Times of Refreshing

Text: Acts 3:11-21
Date: Easter III + 4/22/12

Christ is risen! He is risen, indeed! Today we heard St. Luke’s report of our Lord’s appearance to His disciples on that first Easter Day. As John reported so Luke tells us that Jesus “stood among them.” Then He said, “Peace to you!” Luke tells us a little more of the emotional response of the disciples how “they were startled and frightened and thought they saw a spirit.” He showed them His hands and feet and invited them to touch Him to prove He wasn’t a ghost. Then one more proof. He ate a piece of broiled fish in front of them. This is the risen, glorified Jesus Christ, just as divine and just as human as before, and even more so.

Do we believe yet that the Lord is risen and living? In the book of Acts St. Luke tells us of the initial witness and preaching of the disciples and certain signs or miracles that accompanied their preaching. In chapter three we are told of the miracle of the healing of a man lame from birth. In today’s reading we hear of the people’s reaction and response to this miracle. Notice, please, that while the people were “staring” at Peter and John as some sort of miracle workers, Peter preached to them not about themselves or even the former lame man but preached to them about Jesus! This was the real purpose for the miraculous signs of the early days of the Church, to draw people’s attention for the sake of preaching and proclaiming Jesus. And that’s to be the same today. For as many different “interesting,” “helpful” topics devised  by “creative” preachers today, the one thing needful, the only thing worthwhile is preaching Jesus Christ.
He mentioned the patriarchs, Abraham, Isaac and Jacob, indicating that Jesus is the Messiah promised through the ages. He briefly recalled for the people not only Jesus’ appearance before Pilate but emphasized their roll in causing the Lord’s grief and suffering. Peter preached the scathing Law, saying, “You denied the Holy and Righteous One, and asked for a murderer to be granted to you, and you killed the Author of life….” And even we know that, though we weren’t there, it was also our sin and disobedience along with the whole world that caused the Lord’s death. But then Peter preached the victorious Gospel, saying, “the Author of life…God raised from the dead. To this we are witnesses.” Only then did he mention the lame man’s healing as being the result of faith in the name of Jesus.

Peter continued to preach the death and resurrection of Jesus for the sins of the world. Then he drew his listeners to the invitation to such faith for themselves with three words: repent, refresh and restore. He called people to “repent…and turn again, that your sins may be blotted out, that times of refreshing may come from the presence of the Lord…until the time for restoring all things.”

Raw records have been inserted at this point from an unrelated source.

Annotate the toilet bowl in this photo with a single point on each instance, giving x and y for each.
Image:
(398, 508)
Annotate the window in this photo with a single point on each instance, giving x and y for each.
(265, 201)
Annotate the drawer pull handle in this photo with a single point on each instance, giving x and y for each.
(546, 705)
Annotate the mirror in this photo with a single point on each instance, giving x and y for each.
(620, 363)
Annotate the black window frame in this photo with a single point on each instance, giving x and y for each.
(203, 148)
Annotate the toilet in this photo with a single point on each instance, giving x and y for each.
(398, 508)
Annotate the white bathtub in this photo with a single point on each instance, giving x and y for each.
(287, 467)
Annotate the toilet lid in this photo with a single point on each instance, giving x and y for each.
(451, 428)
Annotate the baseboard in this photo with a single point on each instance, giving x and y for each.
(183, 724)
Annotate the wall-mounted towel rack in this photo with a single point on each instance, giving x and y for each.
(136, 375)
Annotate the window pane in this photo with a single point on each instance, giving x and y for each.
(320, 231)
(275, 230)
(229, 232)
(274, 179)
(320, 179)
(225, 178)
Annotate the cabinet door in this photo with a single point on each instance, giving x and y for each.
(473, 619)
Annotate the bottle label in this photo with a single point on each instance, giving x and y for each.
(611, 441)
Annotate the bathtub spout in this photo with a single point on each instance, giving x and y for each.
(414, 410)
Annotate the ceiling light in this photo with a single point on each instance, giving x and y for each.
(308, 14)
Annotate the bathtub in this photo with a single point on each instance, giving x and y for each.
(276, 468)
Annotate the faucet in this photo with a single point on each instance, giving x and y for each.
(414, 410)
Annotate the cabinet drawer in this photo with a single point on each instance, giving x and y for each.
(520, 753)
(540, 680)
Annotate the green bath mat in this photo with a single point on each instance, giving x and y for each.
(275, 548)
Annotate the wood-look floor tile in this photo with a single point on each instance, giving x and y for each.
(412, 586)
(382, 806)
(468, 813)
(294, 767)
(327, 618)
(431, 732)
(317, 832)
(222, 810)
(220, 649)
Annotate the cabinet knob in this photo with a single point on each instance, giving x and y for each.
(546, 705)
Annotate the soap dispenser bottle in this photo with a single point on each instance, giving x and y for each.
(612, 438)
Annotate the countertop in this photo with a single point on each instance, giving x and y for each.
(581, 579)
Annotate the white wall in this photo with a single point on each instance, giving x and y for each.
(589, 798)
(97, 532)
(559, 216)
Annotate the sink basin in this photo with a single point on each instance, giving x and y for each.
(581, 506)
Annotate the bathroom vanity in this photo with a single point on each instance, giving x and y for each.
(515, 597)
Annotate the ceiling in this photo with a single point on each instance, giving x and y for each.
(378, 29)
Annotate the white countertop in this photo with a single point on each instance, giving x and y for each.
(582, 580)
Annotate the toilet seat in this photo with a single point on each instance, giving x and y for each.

To repent means to acknowledge our sin and separation from God, what Luke calls spiritual ignorance. But more than the acknowledgement “that we are by nature sinful and unclean” and “have sinned against [God] in thought, word, and deed, by what we have done and by what we have” failed to do; beyond admitting our failure to fulfill God’s Law by loving Him with our whole heart and loving our neighbors as ourselves; after confessing that God’s judgment against us is right and that we have justly deserved His punishment both now and forever; repentance means, even more, to turn in faith to God’s promised mercy in Jesus Christ, to receive the forgiveness of our sins. As we sin daily so do we need to receive God’s forgiveness daily. And so, like Peter, we are here to remind you, to call you to true repentance, to lay your sins on Jesus, turn and look in faith to Him and receive the forgiveness He won for you by His bloody death on the cross and His powerful resurrection from the dead. Your Holy Baptism is your reliable connection with this Lord’s death and resurrection.

Now when we repent and receive the forgiveness of our sins, Peter says that “times of refreshing come from the presence of the Lord.” This is an interesting word, “refresh,” as it is the only time it is used in the New Testament. It caught my eye as I was studying this text. What are these times of refreshing Peter speaks of? It is interesting that, in the context of speaking of the bodily healing of a lame man, this Greek word refers to the soul of a person, literally that “cooling breath” of life of your Creator, the vital force that animates your very life, that makes you alive. “Times of refreshing” here means to express that relief because the demands of the Law have been lifted and you receive the pure grace of God as a gift of His love. It is to know not only that your sins are forgiven, but that (dare I say it?) GOD LOVES YOU! In that love He does everything to make sure you do not slip out of His saving hands but holds you in His firm, nail-pierced, glorified and strong hands.

In this repentance and refreshing faith God promises to hold you until that day “for the restoring of all things” to be even better than the original creation. The new heavens and earth of our resurrected lives promises not only the undoing of the damage done by sin and the enemy death, but new bodies for old and the real refreshment of the paradise of God.
So shall His love
Give us above,
From misery
And death set free,
All joy and full consolation. (LSB 483:3)

The Lord is risen, indeed! He forgives all the sins of all who repent and turn in faith to Him. This forgiveness and love of God is the refreshing of life even now as we struggle with sin. Such is the love of God that He promises to hold you firmly in His saving hands until that Day of the restoring of all things to the praise and glory of God our creator and redeemer.